11Empruntant au vocabulaire technique de l’électricité, Robert Scholnick a distingué deux modes d’approche de la science par la littérature : d’une part la résistance (les écrivains qui portent un regard critique sur le pouvoir de la science) et d’autre part la conduction (lorsque les auteurs expriment leurs idées en empruntant à la science des images et des concepts) (Scholnick, p. 3). Les choses ne sont pourtant pas toujours aussi tranchées. Si Melville raille les prétentions qu’a la science d’apporter une connaissance globale du monde, il fait usage dans ses romans de métaphores scientifiques qui lui permettent de penser le rapport de l’homme au monde, mais aussi ses propres pratiques d’écriture. Charles Brockden Brown, quant à lui, a recours à des arguments scientifiques (notamment par le biais de notes) pour expliquer certains phénomènes qu’il décrit dans ses romans, pour finalement interroger les limites souvent floues entre le sujet sain et l’aliéné (Amfreville, 1997, p. 22 et 25).
12Les différentes études publiées dans ce volume cherchent précisément à suggérer la multiplicité des usages du discours scientifique dans l’imaginaire américain du xixe siècle : la science se trouve ainsi tour à tour, ou simultanément, interrogée, critiquée, légitimée, poétisée, métaphorisée ou subvertie. Dans tous les cas, la littérature ne se contente pas de refléter le contexte ou la pensée scientifique de l’époque. Si les attitudes face à la science des différents écrivains envisagés ici sont particulièrement diverses, tous s’interrogent sur les modalités selon lesquelles la littérature cherche à comprendre le monde et à inscrire l’expérience humaine dans celui-ci. Les travaux de ce volume soulignent ainsi à leur manière le pouvoir de la littérature de transformer l’objet qu’elle explore en interrogeant la validité du discours scientifique et ses méthodes, mais aussi en faisant de la science et de la technologie des objets poétiques. Pour garder une métaphore optique, la littérature est ici envisagée non comme un miroir, mais comme un prisme. Elle fait siens un discours et des objets qu’elle questionne, qu’elle récupère et qu’elle détourne.
13Plusieurs ouvrages britanniques et américains se sont déjà intéressés aux liens entre science et littérature aux États-Unis. Des études ont été consacrées au discours porté par certains écrivains du xixe siècle sur la science et ses mutations (Martin, Scholnick). D’autres ont analysé les modalités de représentation de la science et du scientifique dans les textes littéraires de l’époque (Browner).

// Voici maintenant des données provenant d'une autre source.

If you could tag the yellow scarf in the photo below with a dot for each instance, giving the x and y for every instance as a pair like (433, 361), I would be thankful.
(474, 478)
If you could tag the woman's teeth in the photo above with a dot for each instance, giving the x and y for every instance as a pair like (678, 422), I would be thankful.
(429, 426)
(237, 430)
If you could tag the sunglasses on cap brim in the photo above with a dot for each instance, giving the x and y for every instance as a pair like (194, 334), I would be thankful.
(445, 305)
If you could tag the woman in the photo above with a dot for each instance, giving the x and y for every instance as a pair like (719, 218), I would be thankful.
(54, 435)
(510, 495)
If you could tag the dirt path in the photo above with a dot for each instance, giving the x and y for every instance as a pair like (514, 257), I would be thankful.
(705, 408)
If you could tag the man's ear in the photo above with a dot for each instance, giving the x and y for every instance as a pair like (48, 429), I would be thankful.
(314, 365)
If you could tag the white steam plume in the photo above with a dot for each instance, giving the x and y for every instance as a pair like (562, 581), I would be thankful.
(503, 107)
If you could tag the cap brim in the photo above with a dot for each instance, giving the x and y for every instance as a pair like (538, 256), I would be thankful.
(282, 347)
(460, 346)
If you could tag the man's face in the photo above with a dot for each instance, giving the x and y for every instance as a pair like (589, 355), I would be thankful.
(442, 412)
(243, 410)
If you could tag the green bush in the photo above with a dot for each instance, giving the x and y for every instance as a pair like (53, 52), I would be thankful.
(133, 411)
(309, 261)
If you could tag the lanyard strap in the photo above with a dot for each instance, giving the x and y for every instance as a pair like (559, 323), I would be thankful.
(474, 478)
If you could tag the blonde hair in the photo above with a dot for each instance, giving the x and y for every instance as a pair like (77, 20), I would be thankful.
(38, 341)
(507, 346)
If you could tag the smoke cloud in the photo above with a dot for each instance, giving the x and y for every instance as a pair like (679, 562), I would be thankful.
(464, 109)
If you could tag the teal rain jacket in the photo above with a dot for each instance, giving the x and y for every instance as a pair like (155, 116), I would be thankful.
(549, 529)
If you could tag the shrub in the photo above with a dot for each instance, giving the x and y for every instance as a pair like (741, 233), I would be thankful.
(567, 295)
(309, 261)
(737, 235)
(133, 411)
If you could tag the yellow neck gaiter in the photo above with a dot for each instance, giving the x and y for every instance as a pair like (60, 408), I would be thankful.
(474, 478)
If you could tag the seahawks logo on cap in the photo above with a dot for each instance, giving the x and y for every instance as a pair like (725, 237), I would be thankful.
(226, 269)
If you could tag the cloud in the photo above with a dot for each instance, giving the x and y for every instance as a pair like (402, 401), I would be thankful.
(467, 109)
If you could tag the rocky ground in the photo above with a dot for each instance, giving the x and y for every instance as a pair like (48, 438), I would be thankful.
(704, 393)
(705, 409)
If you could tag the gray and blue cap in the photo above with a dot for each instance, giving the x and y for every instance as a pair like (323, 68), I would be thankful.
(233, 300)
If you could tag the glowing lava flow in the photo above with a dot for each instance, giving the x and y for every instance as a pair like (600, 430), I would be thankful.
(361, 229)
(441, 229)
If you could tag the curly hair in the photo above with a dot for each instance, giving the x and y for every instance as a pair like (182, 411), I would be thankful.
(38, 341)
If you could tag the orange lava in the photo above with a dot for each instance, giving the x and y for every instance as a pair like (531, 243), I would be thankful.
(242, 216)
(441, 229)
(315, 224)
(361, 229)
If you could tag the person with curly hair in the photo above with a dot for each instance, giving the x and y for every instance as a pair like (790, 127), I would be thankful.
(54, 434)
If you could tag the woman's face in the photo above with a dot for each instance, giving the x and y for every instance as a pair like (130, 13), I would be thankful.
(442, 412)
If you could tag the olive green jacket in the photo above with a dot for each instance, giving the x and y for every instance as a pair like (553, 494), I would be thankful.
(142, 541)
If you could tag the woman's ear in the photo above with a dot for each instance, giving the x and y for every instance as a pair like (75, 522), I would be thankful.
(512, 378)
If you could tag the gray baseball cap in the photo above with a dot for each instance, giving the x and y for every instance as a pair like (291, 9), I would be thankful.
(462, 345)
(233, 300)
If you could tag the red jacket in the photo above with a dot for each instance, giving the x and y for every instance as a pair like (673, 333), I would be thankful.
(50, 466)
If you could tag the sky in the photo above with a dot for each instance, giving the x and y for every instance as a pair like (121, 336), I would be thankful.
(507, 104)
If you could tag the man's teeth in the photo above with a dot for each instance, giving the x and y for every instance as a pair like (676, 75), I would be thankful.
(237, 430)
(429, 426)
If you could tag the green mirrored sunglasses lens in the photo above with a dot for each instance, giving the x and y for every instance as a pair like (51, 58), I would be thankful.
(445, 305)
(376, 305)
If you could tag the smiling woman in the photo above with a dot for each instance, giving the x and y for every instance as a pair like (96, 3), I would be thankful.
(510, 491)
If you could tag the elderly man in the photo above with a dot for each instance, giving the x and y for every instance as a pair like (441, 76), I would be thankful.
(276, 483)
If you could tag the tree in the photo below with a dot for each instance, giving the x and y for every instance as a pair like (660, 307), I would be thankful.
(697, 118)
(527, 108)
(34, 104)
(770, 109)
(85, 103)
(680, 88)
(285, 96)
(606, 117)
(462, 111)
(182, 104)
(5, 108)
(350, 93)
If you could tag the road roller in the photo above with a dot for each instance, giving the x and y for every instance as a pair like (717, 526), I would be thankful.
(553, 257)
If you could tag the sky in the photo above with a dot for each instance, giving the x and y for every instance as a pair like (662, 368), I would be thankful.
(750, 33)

Certaines contributions de l’ouvrage dirigé par Scholnick ont également exploré l’utilisation du discours scientifique par des auteurs américains, et Sam Halliday a montré comment l’électricité et les technologies qui en découlent permettent à certains auteurs de penser le « non-électrique », mais ces travaux, qui s’inscrivent le plus souvent dans le champ des études culturelles, s’intéressent peu – à l’exception des contributions de William J. Scheick et Catherine Rainwater publiées dans l’ouvrage de Scholnick – aux questions d’écriture, d’intertextualité et de création littéraire.
14Qu’ils subliment la beauté de la science ou qu’ils en soulignent les limites, et parfois même l’imposture, de nombreux écrivains américains semblent finalement suggérer de biais – mais peut-il en être autrement en littérature ? – la part de fiction et d’imaginaire que la science contient. Les auteurs du présent ouvrage ont cherché à poursuivre et renouveler la réflexion engagée sur les liens entre science et littérature depuis une quinzaine d’années en s’inscrivant dans le sillage du numéro de la RFEA publié sur la question en 1997 (Jaworski et Marçais). À une étude des sources cherchant à identifier la présence de débats, de concepts ou de termes scientifiques dans les textes de l’époque, ou à un travail contextuel analysant les prises de position d’auteurs américains sur la science et la technologie, on a ainsi préféré une approche qui se penche sur les significations de ces formes d’appropriation dans l’économie des textes étudiés – le « devenir littérature » de la science dans l’imaginaire américain. En d’autres termes, les différentes études ont manifesté un souci constant de tenir compte des spécificités du discours littéraire et se sont intéressées avant tout à cet autre que devient le discours scientifique une fois incorporé à la scène d’écriture d’un écrivain.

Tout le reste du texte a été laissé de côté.